C) D’altro canto va anche detto che chi
fornisce informazioni sulla situazione di diritti umani a Cuba rischia pene
severissime. Marcelo Lopez, membro del Consiglio Direttivo di Nessuno tocchi
Caino e già portavoce e segretario della Commissione diritti umani e
riconciliazione nazionale, è stato condannato nel 2003 a una pena di 15 anni di
carcere per aver trasmesso informazioni ad organizzazioni internazionali come
Amnesty International e Human Rights Watch su casi di condannati a morte
nel suo paese.
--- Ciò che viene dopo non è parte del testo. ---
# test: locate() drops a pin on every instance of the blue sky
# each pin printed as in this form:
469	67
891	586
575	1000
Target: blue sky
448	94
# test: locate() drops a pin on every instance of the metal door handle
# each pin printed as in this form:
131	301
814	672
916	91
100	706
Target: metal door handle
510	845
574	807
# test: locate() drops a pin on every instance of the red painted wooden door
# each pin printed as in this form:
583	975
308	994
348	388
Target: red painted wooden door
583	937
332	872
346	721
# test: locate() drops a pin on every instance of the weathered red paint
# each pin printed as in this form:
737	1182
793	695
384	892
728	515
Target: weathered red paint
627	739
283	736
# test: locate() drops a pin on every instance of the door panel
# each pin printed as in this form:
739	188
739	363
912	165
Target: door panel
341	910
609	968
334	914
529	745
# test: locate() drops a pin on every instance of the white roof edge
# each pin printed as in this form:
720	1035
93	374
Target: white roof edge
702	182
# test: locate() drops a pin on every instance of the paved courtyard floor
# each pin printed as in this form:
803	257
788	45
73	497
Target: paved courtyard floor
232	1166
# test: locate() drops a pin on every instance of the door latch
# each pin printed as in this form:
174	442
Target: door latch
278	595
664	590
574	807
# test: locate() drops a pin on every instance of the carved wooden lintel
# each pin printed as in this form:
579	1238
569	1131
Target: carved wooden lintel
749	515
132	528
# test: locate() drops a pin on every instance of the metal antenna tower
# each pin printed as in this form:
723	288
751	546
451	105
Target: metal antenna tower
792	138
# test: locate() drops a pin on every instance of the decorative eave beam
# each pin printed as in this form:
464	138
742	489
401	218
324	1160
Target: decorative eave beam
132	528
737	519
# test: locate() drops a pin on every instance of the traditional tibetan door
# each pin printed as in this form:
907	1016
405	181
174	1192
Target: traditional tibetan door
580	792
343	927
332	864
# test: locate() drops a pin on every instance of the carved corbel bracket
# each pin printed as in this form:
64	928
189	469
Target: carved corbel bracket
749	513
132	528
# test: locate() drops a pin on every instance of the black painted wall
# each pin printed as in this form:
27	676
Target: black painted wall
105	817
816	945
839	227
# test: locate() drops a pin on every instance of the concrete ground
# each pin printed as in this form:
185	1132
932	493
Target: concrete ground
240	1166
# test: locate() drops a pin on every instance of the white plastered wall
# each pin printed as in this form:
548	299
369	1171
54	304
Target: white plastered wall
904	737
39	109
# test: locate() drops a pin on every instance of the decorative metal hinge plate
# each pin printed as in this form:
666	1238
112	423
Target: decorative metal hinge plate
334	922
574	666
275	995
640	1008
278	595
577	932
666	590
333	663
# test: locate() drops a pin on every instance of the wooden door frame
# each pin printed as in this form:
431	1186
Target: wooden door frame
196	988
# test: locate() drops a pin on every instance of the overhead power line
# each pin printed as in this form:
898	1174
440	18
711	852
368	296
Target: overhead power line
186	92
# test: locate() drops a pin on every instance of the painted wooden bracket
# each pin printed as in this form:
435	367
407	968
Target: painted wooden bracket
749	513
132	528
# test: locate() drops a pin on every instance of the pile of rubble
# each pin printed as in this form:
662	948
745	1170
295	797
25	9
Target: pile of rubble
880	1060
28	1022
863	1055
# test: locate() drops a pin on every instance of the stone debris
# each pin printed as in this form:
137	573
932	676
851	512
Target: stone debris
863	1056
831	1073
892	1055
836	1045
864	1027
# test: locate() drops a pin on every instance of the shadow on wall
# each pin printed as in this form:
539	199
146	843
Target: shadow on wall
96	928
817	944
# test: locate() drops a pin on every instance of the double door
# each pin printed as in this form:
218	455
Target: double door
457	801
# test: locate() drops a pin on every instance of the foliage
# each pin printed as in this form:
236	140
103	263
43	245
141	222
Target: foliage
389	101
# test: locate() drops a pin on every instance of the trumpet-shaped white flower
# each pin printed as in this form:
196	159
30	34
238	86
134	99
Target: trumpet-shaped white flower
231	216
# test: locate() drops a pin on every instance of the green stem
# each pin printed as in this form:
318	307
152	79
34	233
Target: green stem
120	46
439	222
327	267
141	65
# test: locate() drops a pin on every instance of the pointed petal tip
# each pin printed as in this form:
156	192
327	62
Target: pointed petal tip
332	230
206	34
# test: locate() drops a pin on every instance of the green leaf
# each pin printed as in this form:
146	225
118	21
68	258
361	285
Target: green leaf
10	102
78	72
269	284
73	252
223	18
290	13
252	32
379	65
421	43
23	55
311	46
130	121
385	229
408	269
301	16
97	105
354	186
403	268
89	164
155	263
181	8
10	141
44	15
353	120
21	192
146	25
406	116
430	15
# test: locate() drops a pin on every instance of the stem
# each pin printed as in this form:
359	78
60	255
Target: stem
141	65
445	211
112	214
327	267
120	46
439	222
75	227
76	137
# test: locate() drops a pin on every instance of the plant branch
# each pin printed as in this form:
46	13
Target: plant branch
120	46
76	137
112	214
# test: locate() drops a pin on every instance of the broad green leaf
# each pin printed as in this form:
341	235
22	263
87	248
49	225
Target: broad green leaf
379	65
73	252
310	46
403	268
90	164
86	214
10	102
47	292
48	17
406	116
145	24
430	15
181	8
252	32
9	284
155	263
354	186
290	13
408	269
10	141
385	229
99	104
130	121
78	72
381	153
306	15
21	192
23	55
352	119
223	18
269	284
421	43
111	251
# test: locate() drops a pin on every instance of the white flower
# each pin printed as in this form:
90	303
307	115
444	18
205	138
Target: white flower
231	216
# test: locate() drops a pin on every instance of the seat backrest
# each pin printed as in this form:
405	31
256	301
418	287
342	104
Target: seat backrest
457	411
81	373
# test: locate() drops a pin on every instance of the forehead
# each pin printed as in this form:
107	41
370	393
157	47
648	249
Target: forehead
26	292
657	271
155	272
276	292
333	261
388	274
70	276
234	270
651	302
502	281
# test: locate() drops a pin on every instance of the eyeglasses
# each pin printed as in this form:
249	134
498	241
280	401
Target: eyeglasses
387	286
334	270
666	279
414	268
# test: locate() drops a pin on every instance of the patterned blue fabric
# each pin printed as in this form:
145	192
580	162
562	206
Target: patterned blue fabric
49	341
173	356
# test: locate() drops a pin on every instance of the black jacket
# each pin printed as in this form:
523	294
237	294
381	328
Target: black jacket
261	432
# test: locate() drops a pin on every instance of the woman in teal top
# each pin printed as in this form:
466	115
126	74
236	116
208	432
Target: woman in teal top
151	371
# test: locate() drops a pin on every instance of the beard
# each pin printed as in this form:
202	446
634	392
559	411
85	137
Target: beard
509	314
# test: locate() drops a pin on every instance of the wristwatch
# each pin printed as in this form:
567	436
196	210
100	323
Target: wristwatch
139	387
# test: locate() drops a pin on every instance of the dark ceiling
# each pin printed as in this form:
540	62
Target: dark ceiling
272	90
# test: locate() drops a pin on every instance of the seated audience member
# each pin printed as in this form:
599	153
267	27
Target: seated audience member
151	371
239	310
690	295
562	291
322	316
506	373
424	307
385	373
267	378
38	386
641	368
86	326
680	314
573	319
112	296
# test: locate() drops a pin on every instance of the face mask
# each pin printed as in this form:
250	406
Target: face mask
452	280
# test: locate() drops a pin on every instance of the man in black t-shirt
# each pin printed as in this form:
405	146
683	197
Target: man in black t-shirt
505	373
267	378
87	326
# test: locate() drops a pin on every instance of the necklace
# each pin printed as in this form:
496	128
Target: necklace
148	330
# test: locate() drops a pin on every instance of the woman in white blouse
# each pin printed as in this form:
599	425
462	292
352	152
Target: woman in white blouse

Marcelo è stato condannato anche per essersi fatto inviare copia
della risoluzione di condanna emessa dalla Commissione diritti umani dell’ONU di
Ginevra. (Fonti: Nessuno tocchi Caino, 16/03/2005) Reporters sans frontieres,
organizzazione impegnata nella difesa della libertà di stampa, torna a segnalare
la grave situazione dei giornalisti a Cuba, secondo paese al mondo, dopo la
Cina, a detenere il vergognoso primato del numero di cronisti detenuti.
L’Organizzazione ricorda che due anni fa, il 18 marzo 2003, mentre l’inizio
della guerra in Iraq aveva monopolizzato l’attenzione della comunità
internazionale, a Cuba venivano arrestate 75 persone fra dissidenti politici e
cronisti. Molti di loro sono stati liberati, ma la situazione è gravissima: sono
ben 21 i giornalisti in carcere.
Ancora più allarmante il caso, denunciato
da Reporters sans frontieres, di Adolfo Fernandez Sainz, 51 anni, giornalista
dell'agenzia Patria: condannato a 15 anni di reclusione, “ha perso 20 chili
dall'avvio della sua detenzione e non riceve nessuna cura appropriata”,
considerando che “soffre di enfisema polmonare, calcoli renali, un'ernia iatale,
ipertrofia della prostata, artrite generalizzata e ipertensione arteriosa”.